Dans 4 Blackstone, Commentaries on the Law of England, 18e éd., 1829, p. 286, l'auteur fait clairement cette distinction:

[TRADUCTION] Dans les cas d'outrage commis en face du tribunal, le contrevenant peut être appréhendé et emprisonné sur-le-champ, à la discrétion des juges, sans aucune autre preuve ni interrogatoire. Mais à l'égard de choses qui se passent ailleurs et dont la Cour ne peut être aussi parfaitement au courant, à moins que ce ne soit sur les aveux de l'accusé ou le témoignage d'autrui, si les juges, sur la foi d'une déclaration faite sous serment, croient qu'il y a suffisamment lieu de soupçonner qu'un outrage a été commis, ils ordonnent à la personne soupçonnée de faire valoir pour quelles raisons elle ne serait pas assujettie à une contrainte par corps, ou bien, dans les cas particulièrement flagrants d'outrage au tribunal, un arrêt de contrainte par corps est rendu immédiatement.
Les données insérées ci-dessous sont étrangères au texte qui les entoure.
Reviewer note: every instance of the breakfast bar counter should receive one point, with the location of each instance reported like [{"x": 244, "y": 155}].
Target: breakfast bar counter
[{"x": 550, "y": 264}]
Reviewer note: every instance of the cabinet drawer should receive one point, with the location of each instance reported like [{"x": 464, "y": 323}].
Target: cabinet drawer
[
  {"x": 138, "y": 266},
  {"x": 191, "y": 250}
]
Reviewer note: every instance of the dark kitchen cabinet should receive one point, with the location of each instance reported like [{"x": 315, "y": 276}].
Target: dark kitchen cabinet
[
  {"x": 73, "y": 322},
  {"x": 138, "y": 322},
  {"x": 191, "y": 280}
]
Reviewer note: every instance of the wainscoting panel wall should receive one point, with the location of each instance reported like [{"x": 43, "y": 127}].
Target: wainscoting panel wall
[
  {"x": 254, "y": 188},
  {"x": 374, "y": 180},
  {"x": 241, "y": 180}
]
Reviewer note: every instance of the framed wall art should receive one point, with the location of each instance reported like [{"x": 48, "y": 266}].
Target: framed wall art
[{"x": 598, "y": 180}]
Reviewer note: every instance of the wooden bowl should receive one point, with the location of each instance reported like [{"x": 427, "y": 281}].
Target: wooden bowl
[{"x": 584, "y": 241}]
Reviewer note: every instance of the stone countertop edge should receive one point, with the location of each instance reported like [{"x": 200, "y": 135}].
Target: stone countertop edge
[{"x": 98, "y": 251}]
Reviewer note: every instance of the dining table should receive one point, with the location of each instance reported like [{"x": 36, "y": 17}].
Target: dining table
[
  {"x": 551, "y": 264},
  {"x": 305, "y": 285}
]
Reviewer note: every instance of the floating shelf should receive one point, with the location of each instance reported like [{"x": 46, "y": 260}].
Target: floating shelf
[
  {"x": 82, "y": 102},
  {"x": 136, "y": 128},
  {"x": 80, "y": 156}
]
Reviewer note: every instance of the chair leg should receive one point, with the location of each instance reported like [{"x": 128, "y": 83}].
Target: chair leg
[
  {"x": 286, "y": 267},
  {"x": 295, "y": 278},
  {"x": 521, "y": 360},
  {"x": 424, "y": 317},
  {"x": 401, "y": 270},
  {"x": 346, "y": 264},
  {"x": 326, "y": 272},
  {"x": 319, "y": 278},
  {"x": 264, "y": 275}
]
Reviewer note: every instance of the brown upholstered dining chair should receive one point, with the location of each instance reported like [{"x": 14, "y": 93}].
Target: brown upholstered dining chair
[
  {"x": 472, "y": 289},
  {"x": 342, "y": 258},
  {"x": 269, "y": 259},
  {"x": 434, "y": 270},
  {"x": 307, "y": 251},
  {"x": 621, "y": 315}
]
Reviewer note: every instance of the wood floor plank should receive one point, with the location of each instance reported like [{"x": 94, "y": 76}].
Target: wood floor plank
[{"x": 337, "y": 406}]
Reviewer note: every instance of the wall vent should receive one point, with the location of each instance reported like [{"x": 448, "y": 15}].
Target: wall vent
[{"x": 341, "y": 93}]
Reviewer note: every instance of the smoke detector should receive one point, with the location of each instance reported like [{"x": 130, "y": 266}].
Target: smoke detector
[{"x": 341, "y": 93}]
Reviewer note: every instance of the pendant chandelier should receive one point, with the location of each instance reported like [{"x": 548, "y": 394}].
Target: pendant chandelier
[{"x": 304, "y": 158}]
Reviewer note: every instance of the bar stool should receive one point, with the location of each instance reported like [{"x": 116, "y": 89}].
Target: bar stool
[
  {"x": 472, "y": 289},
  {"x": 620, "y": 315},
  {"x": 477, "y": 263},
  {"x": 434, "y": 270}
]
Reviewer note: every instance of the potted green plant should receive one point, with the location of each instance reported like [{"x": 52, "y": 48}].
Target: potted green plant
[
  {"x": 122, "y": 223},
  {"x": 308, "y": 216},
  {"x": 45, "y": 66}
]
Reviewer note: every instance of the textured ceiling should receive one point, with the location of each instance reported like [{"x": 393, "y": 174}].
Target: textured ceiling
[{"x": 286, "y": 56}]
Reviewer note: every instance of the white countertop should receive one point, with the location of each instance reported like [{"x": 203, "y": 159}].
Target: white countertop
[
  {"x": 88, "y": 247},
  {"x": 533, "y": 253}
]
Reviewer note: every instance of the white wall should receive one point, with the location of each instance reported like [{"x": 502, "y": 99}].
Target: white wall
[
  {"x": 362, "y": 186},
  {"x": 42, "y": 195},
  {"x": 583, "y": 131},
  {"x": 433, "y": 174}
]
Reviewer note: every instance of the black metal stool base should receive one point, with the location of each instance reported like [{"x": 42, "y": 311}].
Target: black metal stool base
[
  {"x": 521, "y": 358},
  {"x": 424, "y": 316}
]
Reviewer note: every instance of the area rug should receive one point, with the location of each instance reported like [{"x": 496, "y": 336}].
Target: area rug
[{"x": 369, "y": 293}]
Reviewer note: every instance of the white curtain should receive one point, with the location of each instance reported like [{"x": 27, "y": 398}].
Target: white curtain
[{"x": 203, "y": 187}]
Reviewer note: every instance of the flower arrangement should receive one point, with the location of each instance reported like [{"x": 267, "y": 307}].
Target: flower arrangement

Plus haut dans son traité, il avait parlé d'outrages [TRADUCTION] «qui … sont directs, constituant ouvertement un affront ou une résistance aux pouvoirs des tribunaux ou à la personne des juges qui y président; ou indirects et qui (sans qu'il y ait pareille insolence criante ni opposition directe) tendent manifestement à susciter une méconnaissance générale de leur autorité» (p. 283). Cela donne à penser qu'il met sur le même plan les outrages commis en face du tribunal et les outrages directs, mais quoique ceux-ci puissent englober ceux-là, je ne crois pas qu'ils soient nécessairement les mêmes.

L'article 9 du Code criminel fait la distinction entre les outrages commis en face du tribunal et les outrages non commis en face du tribunal mais il ne définit pas ces deux classes; les Cours se sont également abstenues de le faire, sauf en termes trés généraux et à l'égard d'exemples manifestes: voir Izuora v. The Queen[10], p. 336; Parashuram Detaram Shamdasani v. King-Emperor[11], p. 268.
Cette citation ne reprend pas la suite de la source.